Ao acolher o argumento do Ministério Público, o relator ressaltou que, para a renovação da medida, ou seja, a permanência em unidade de segurança máxima, é suficiente a persistência dos motivos que fundamentaram a transferência inicial, desde que demonstrada em decisão devidamente fundamentada. 

A decisão do STJ destaca que o juízo inicial havia indicado elementos concretos para a manutenção de Rogério de Andrade em presídio federal, sendo elas a posição de liderança em organização criminosa, o cenário de disputa violenta pelo controle da exploração do jogo do bicho, a influência sobre agentes públicos para o desenvolvimento de suas atividades criminosas e o parecer da Diretoria da Polícia Penal Federal contrário ao retorno do custodiado ao sistema prisional estadual.

Crimes e contravenção

Rogério Costa Andrade, que também é patrono da escola de samba Mocidade Independente de Padre Miguel, foi preso em outubro de 2023 após o Ministério Público do Rio de Janeiro (MPRJ) apresentar nova denúncia contra ele pelo homicídio de Fernando Iggnácio, genro de Castor de Andrade e que disputava com Rogério o espólio do jogo do bicho de Castor.

Ele é apontado como o chefe de um grupo criminoso "voltado para a prática de diversos crimes", entre eles homicídio, corrupção, contravenção e lavagem de dinheiro.

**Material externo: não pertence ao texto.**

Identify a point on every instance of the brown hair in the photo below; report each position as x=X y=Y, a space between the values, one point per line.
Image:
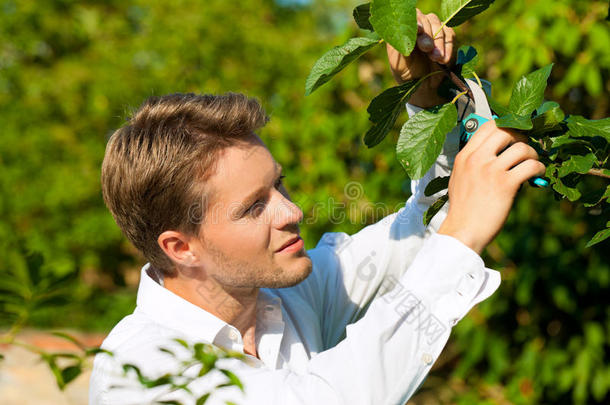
x=155 y=166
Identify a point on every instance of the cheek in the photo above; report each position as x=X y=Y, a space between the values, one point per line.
x=247 y=236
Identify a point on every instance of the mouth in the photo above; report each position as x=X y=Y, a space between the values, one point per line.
x=292 y=245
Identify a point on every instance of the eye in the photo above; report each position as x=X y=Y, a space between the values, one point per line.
x=256 y=208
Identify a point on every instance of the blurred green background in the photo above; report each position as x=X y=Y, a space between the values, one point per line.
x=71 y=70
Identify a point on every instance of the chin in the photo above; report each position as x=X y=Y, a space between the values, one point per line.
x=292 y=274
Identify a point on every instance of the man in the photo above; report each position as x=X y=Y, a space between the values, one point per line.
x=358 y=320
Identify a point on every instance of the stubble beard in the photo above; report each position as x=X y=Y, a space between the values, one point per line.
x=237 y=273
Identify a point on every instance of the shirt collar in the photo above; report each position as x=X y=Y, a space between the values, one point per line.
x=173 y=311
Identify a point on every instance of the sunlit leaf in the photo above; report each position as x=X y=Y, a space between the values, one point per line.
x=384 y=110
x=580 y=126
x=422 y=137
x=333 y=61
x=468 y=58
x=576 y=164
x=599 y=237
x=396 y=22
x=437 y=184
x=361 y=16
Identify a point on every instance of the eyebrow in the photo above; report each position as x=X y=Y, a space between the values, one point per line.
x=256 y=193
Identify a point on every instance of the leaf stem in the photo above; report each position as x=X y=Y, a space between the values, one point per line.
x=598 y=172
x=456 y=80
x=458 y=96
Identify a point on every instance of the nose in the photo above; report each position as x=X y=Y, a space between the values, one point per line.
x=286 y=212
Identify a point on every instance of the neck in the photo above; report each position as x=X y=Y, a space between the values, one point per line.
x=234 y=305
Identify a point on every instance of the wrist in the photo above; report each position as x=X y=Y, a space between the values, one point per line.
x=467 y=238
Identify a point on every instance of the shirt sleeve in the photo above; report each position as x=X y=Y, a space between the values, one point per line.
x=349 y=271
x=385 y=355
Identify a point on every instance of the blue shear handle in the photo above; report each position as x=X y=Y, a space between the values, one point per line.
x=470 y=125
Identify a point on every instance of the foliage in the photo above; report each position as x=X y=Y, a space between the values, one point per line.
x=70 y=70
x=202 y=356
x=571 y=146
x=421 y=137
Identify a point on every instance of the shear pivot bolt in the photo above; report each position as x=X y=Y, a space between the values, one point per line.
x=471 y=125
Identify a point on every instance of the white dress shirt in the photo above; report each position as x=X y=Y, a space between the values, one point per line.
x=364 y=328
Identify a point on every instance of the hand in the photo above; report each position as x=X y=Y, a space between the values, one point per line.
x=424 y=58
x=486 y=176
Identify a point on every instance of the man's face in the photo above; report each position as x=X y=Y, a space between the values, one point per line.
x=250 y=235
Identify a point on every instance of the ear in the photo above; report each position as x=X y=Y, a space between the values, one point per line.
x=179 y=248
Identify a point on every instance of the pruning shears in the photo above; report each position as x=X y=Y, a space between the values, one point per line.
x=482 y=113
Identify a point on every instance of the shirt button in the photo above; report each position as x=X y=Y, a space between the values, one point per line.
x=233 y=335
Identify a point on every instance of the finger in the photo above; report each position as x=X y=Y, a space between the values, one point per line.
x=515 y=154
x=525 y=171
x=438 y=53
x=424 y=39
x=449 y=45
x=420 y=27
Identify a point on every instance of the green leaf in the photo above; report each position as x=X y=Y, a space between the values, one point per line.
x=422 y=137
x=599 y=237
x=580 y=126
x=571 y=193
x=528 y=92
x=202 y=399
x=396 y=22
x=566 y=139
x=233 y=379
x=385 y=108
x=576 y=164
x=436 y=185
x=435 y=208
x=546 y=106
x=468 y=59
x=514 y=121
x=455 y=12
x=333 y=61
x=548 y=119
x=361 y=14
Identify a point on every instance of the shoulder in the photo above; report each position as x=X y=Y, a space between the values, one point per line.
x=135 y=340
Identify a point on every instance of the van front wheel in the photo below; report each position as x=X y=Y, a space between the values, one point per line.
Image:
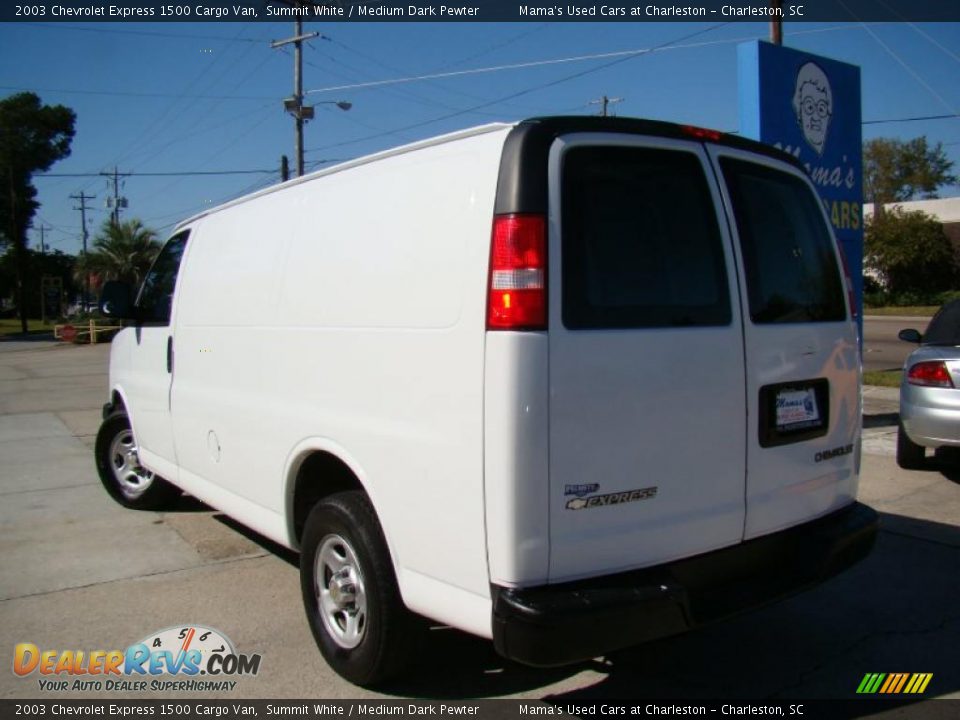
x=118 y=464
x=350 y=591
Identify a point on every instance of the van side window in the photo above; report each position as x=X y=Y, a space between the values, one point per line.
x=156 y=295
x=641 y=245
x=788 y=255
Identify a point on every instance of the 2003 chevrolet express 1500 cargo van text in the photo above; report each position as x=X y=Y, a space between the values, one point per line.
x=569 y=384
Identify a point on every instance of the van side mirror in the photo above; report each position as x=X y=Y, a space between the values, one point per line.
x=116 y=300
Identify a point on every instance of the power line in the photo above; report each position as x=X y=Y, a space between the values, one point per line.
x=911 y=119
x=181 y=173
x=621 y=54
x=188 y=36
x=620 y=58
x=119 y=93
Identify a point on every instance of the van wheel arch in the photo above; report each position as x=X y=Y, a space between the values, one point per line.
x=318 y=475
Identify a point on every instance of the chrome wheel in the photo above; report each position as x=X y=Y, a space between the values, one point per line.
x=132 y=478
x=341 y=596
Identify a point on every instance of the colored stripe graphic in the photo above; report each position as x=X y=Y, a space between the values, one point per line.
x=894 y=683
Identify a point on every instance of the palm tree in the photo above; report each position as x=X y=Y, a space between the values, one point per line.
x=123 y=251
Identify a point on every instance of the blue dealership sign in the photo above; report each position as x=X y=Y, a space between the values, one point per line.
x=809 y=106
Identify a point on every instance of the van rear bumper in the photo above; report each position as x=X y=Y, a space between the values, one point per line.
x=564 y=623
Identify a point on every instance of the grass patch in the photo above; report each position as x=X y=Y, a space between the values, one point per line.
x=11 y=326
x=883 y=378
x=919 y=310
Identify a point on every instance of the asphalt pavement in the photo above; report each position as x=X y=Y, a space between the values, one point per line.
x=80 y=572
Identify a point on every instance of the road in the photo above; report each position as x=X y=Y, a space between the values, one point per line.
x=81 y=572
x=882 y=350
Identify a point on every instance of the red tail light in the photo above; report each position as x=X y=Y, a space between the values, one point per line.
x=517 y=291
x=931 y=373
x=701 y=133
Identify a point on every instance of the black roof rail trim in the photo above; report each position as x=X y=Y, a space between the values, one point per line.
x=522 y=184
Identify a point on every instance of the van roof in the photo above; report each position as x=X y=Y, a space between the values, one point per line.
x=528 y=143
x=339 y=167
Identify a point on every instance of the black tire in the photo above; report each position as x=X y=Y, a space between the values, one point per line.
x=361 y=625
x=129 y=483
x=910 y=456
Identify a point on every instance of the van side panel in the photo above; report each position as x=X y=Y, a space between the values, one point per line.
x=516 y=469
x=349 y=310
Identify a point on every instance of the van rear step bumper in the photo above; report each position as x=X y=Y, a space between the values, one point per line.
x=564 y=623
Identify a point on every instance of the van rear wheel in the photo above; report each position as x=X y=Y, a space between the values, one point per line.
x=125 y=479
x=350 y=591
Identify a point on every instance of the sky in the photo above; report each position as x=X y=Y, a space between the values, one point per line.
x=207 y=97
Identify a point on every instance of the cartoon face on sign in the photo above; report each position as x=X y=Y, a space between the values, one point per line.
x=813 y=104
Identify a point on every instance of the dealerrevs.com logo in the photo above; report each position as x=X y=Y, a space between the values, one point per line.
x=181 y=658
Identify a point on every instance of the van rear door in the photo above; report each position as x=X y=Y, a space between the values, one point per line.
x=802 y=354
x=647 y=390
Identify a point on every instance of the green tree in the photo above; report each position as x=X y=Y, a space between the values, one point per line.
x=53 y=263
x=120 y=252
x=911 y=252
x=894 y=170
x=33 y=137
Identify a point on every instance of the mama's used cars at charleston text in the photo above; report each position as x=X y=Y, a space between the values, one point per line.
x=568 y=384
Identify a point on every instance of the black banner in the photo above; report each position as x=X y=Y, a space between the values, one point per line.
x=480 y=11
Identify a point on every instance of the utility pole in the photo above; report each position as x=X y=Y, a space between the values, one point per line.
x=116 y=202
x=294 y=105
x=43 y=278
x=604 y=102
x=83 y=222
x=43 y=249
x=776 y=22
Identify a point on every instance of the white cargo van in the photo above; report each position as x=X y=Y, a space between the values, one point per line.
x=569 y=384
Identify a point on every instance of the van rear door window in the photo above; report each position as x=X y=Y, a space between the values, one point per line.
x=156 y=294
x=788 y=255
x=641 y=246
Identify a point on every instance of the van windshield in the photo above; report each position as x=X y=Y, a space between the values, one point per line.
x=791 y=268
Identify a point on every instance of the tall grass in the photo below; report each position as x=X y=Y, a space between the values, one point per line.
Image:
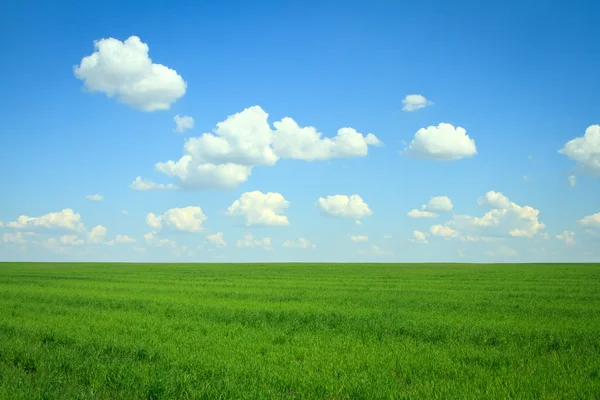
x=299 y=331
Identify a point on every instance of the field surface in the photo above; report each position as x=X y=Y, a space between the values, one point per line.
x=299 y=331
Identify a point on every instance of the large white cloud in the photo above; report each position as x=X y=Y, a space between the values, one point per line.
x=301 y=243
x=186 y=219
x=505 y=218
x=66 y=219
x=250 y=241
x=443 y=143
x=259 y=208
x=414 y=102
x=225 y=157
x=183 y=123
x=585 y=150
x=125 y=71
x=344 y=206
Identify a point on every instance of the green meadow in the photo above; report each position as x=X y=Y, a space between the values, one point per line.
x=299 y=331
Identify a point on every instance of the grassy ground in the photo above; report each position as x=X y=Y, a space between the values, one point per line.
x=347 y=331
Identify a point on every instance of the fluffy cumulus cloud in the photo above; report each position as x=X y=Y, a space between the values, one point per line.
x=419 y=237
x=591 y=220
x=186 y=219
x=344 y=206
x=414 y=102
x=436 y=204
x=216 y=239
x=567 y=237
x=183 y=123
x=225 y=157
x=585 y=150
x=505 y=218
x=95 y=197
x=250 y=241
x=259 y=208
x=301 y=243
x=97 y=234
x=66 y=219
x=145 y=184
x=442 y=143
x=125 y=71
x=359 y=238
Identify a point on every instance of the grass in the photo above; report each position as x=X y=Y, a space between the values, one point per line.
x=299 y=331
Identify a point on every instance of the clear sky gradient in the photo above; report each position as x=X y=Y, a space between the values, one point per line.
x=521 y=77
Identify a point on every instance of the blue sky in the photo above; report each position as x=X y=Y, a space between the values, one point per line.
x=520 y=77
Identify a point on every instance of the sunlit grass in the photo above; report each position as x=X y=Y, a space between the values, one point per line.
x=341 y=331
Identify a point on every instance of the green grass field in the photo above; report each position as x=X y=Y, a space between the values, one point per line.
x=299 y=331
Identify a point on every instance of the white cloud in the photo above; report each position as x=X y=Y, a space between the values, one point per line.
x=421 y=214
x=259 y=208
x=95 y=197
x=376 y=250
x=568 y=237
x=97 y=234
x=419 y=237
x=124 y=239
x=71 y=240
x=301 y=243
x=442 y=143
x=359 y=238
x=186 y=219
x=216 y=239
x=443 y=231
x=585 y=150
x=183 y=123
x=344 y=206
x=225 y=157
x=145 y=184
x=15 y=238
x=414 y=102
x=124 y=70
x=591 y=220
x=250 y=241
x=65 y=219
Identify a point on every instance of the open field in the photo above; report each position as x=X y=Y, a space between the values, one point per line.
x=341 y=331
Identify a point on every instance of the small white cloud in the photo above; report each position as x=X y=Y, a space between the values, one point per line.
x=97 y=234
x=145 y=184
x=585 y=150
x=591 y=220
x=259 y=208
x=250 y=241
x=414 y=102
x=66 y=219
x=216 y=239
x=95 y=197
x=442 y=143
x=124 y=239
x=301 y=243
x=567 y=237
x=124 y=70
x=15 y=238
x=419 y=237
x=183 y=123
x=359 y=238
x=344 y=206
x=421 y=214
x=186 y=219
x=443 y=231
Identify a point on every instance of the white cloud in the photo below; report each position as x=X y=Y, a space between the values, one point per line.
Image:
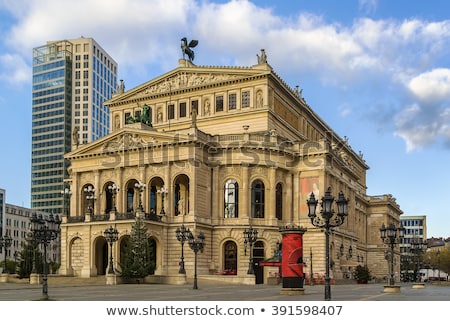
x=143 y=36
x=15 y=70
x=431 y=86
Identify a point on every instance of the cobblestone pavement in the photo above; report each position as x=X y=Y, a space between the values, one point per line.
x=208 y=291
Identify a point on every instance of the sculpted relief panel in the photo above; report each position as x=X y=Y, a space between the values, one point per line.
x=185 y=80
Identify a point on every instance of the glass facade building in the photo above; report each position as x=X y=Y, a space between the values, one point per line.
x=71 y=80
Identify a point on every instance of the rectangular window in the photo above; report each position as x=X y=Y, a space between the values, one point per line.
x=182 y=110
x=246 y=99
x=219 y=103
x=194 y=106
x=231 y=101
x=171 y=111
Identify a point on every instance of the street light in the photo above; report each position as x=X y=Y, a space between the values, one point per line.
x=66 y=192
x=90 y=197
x=327 y=221
x=114 y=189
x=417 y=248
x=182 y=236
x=196 y=245
x=439 y=265
x=163 y=191
x=44 y=231
x=250 y=237
x=112 y=235
x=5 y=242
x=141 y=187
x=390 y=237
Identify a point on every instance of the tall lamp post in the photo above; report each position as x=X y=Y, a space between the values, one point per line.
x=114 y=189
x=111 y=235
x=250 y=237
x=44 y=231
x=196 y=244
x=5 y=243
x=182 y=236
x=417 y=248
x=163 y=191
x=141 y=187
x=439 y=265
x=328 y=220
x=66 y=192
x=391 y=235
x=90 y=197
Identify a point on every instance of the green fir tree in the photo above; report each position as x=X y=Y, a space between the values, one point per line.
x=136 y=260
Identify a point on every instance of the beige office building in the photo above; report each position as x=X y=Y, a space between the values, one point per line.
x=218 y=149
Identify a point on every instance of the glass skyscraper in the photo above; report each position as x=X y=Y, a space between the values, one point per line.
x=71 y=80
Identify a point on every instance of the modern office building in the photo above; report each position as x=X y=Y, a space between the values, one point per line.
x=2 y=210
x=71 y=81
x=17 y=226
x=219 y=150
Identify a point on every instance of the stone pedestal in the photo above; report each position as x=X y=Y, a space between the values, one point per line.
x=4 y=278
x=111 y=279
x=418 y=285
x=35 y=278
x=391 y=289
x=292 y=291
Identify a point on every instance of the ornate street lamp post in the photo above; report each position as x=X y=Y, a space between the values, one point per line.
x=44 y=231
x=417 y=248
x=390 y=237
x=182 y=236
x=163 y=191
x=196 y=245
x=328 y=220
x=141 y=187
x=5 y=242
x=114 y=189
x=112 y=235
x=250 y=237
x=66 y=192
x=90 y=197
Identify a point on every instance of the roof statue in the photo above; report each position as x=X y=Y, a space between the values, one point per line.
x=186 y=48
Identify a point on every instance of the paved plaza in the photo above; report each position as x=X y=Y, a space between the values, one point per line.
x=210 y=291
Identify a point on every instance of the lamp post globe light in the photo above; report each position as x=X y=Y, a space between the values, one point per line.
x=327 y=221
x=196 y=244
x=391 y=235
x=111 y=235
x=5 y=243
x=44 y=231
x=250 y=237
x=182 y=236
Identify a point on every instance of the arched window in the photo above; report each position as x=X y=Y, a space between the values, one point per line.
x=231 y=198
x=130 y=199
x=279 y=201
x=257 y=199
x=230 y=258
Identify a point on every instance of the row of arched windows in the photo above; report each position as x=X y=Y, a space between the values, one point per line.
x=231 y=199
x=157 y=194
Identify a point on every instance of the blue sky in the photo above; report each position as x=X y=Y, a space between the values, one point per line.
x=377 y=71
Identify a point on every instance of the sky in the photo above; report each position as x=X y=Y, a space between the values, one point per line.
x=377 y=71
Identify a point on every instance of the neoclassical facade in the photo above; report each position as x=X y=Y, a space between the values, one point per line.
x=218 y=149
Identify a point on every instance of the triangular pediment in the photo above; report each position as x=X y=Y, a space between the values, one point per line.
x=131 y=137
x=188 y=76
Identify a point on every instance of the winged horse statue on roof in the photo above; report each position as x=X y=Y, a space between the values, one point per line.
x=186 y=48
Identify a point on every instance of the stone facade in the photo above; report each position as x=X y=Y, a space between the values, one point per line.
x=218 y=149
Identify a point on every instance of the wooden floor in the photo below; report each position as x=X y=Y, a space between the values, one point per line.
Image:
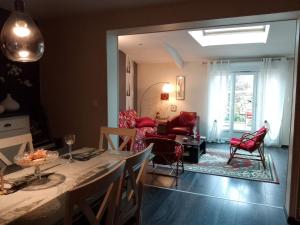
x=208 y=199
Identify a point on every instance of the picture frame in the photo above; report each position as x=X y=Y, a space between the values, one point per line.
x=180 y=87
x=173 y=108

Rogério é sobrinho de Castor de Andrade, um dos maiores chefes do jogo do bicho no Rio e patrono da Mocidade Independente de Padre Miguel. Castor morreu em 1997, vítima de doença cardíaca, e a morte iniciou uma disputa familiar pela herança.

Na disputa, estavam Paulinho de Andrade, filho de Castor, assassinado na Barra da Tijuca, em 1998, crime atribuído a Rogério, e Fernando Iggnácio, que era casado com a filha de Castor e que também assassinado, em 2020. 

O assassinato ocorreu no estacionamento de um heliporto no Recreio dos Bandeirantes, logo após Iggnácio desembarcar de helicóptero, retornando de sua casa de praia em Angra dos Reis. Ele foi atingido por três tiros de fuzil, um deles na cabeça

Rogério Castor Andrade foi apontado como mandante do assassinato de Fernando Iggnácio e foi preso em outubro de 2024.

O contraventor foi transferido da Penitenciária de Segurança Máxima Laércio Pellegrino (Bangu 1), no Complexo de Bangu, na Zona Oeste do Rio, para o presídio federal de Campo Grande no dia 12 de novembro de 2024.